The upstart is a fundamental skill in gymnastics where it is used to transfer a gymnast from a swing beneath the bar to a position above the bar. The aim of this study was to optimize the technique in the upstart on the uneven bars in order to determine the underlying control strategy used by gymnasts. A previous attempt based on minimizing joint torque had failed to find a satisfactory solution without forcing the joint angle histories to pass through a "via-point" (Yamasaki, Gotoh, & Xin, 2010). Using a computer simulation model of a gymnast and bar, the technique (joint angle histories) used in the upstart was optimized under three different criteria: minimizing joint torque, minimizing joint torque change and maximizing success in the presence of movement variability. The third optimization introduced "noise" into the joint angle time histories based on measurements of kinematic variability. All three optimizations were started from the technique used by a gymnast competing in an Olympic Games uneven bars final. Root mean squared (RMS) differences between the recorded and optimal joint angle time histories were computed. The two optimizations based on minimizing joint torque diverged from the gymnast's technique. However, the technique based on maximizing the number of successful performances in a noisy environment remained close to the gymnast's technique. It is concluded that the underlying strategy used in the upstart is not based on minimization of joint torque; rather, it is based on ensuring success in the task despite the inherent variability in technique. Gymnasts develop techniques that are able to cope with the level of kinematic variability present in their movements.
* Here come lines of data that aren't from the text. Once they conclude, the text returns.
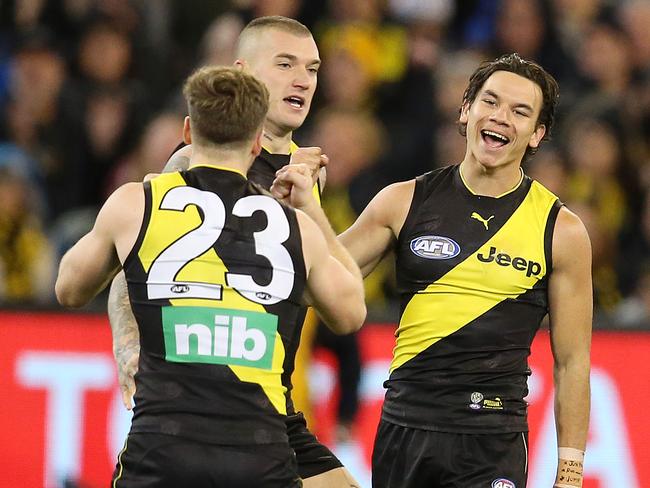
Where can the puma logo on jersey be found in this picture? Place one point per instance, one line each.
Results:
(532, 268)
(481, 219)
(219, 336)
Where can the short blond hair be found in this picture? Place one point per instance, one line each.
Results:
(225, 104)
(278, 22)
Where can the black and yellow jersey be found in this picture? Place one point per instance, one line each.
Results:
(215, 279)
(472, 274)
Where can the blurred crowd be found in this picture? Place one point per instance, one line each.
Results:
(90, 99)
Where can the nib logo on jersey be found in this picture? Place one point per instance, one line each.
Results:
(219, 336)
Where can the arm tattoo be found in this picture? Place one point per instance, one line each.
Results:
(126, 338)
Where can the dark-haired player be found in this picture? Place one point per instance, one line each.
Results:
(483, 253)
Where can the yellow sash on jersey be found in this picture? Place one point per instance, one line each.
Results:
(167, 226)
(474, 287)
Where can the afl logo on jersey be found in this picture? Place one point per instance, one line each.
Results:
(435, 247)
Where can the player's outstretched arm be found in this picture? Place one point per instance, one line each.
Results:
(333, 290)
(126, 337)
(570, 297)
(293, 184)
(92, 262)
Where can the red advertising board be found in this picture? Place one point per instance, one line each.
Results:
(62, 418)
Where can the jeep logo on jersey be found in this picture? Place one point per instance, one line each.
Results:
(435, 247)
(219, 336)
(532, 268)
(503, 483)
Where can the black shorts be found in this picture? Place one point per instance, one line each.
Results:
(165, 461)
(313, 457)
(413, 458)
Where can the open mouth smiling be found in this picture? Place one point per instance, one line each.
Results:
(295, 102)
(494, 139)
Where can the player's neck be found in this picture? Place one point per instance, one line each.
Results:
(276, 144)
(492, 182)
(237, 160)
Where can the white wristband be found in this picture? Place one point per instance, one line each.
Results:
(569, 469)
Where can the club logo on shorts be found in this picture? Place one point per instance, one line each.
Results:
(503, 483)
(435, 247)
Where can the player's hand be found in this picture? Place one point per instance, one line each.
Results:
(293, 184)
(313, 158)
(127, 366)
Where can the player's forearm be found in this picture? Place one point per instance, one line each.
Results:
(337, 249)
(126, 338)
(75, 286)
(572, 403)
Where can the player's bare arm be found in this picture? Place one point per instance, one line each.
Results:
(94, 260)
(334, 291)
(294, 185)
(126, 337)
(375, 231)
(314, 158)
(570, 297)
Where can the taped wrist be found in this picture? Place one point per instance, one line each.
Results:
(569, 467)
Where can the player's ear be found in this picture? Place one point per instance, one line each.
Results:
(187, 134)
(257, 145)
(464, 110)
(537, 136)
Dynamic force measurements for a high bar using 3D motion capturing

The displacement of a calibrated horizontal bar is used as a measure for forces acting on the bar itself during dynamic performances in artistic gymnastics. The high bar is loaded with known forces and the displacement is monitored by means of a Vicon motion capturing system. The calibration results are fitted according to the Euler-Bernoulli beam theory. After calibration, forces can straightforwardly be measured by multiplication of the bar displacement with the determined fit parameter. This approach is also able to account for non-central force application (two hands on the bar) and the effect of the bar's inertia. Uncertainties in measured forces are assessed to be +/-25 N plus an additional 1% for the unknown weight distribution between the two hands.